The following photos from last year give some idea of the current woodwork for supporting boats.
Here is how it looked at low tide this year.
We didn’t time the trip down from ‘The Landing’ to Corner Inlet, but my guess is it takes about 30 – 45 minutes in a kayak, paddling at a very leisurely pace. It is a peaceful, beautiful trip, which leads you past mangroves and steep mudbanks (depending upon the level of the tide), with tussock grass rising above the mangroves as you approach Corner Inlet. Thousands of small crabs live in the banks, and it is fascinating to watch the frantic retreating hordes scrambling up the bank and dropping into their holes as you approach.
There are plenty of herons, and last year a couple of wedge-tailed eagles hovered very low above us at one point. (I think they decided that we were just too big!) Once out in Corner Inlet there are large numbers of ibis, and also many gulls.
Navigation in Corner Inlet at very low tide is difficult, as you find yourself confined to narrow channels, surrounded by vast areas of mud. Last year, with a reasonable amount of water, we paddled up Dead Horse Creek to the west. This year I tried to take us up Bennison Creek, to the east, but the low water made it impossible to be sure of one’s bearings, and we abandoned the attempt.
On our return journey this year we ran out of sufficient water to float about thirty metres from the ramp. Pulling the kayak that last few metres through the mud is not something I want to do again in a hurry! That said, it really brought home to us just how well chosen the site for ‘The Landing’ really was!
There isn’t a great deal of information available about ‘The Landing’ at Stockyard Creek, or much awareness of its existence, and I am writing these notes in the hope that it may encourage others to follow in our footsteps (or paddle strokes!), or perform further research on this fascinating history.

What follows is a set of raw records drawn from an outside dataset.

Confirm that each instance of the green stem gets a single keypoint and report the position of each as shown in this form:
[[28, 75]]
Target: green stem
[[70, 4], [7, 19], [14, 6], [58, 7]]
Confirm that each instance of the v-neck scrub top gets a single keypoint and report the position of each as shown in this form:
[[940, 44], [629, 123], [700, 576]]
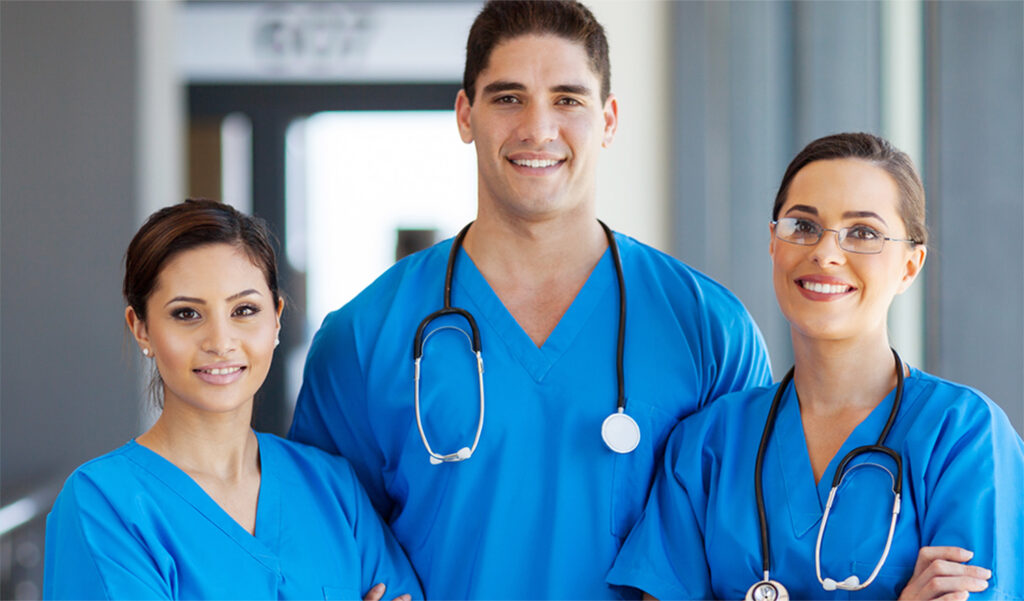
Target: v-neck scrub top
[[541, 508], [963, 486], [132, 525]]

If you do decide to journey down the creek by kayak, I would advise you to try to avoid low tide if possible. The thick, black mud makes life very difficult.
Finally, a word about the eels in the creek. At very low tide there is not always room for both a kayak and an eel. Don’t be surprised (although I’m sure you will be!) if amidst a great splash of water a large fleshy eel presents itself briefly on the mud beside you before hurling itself back into the water as you pass!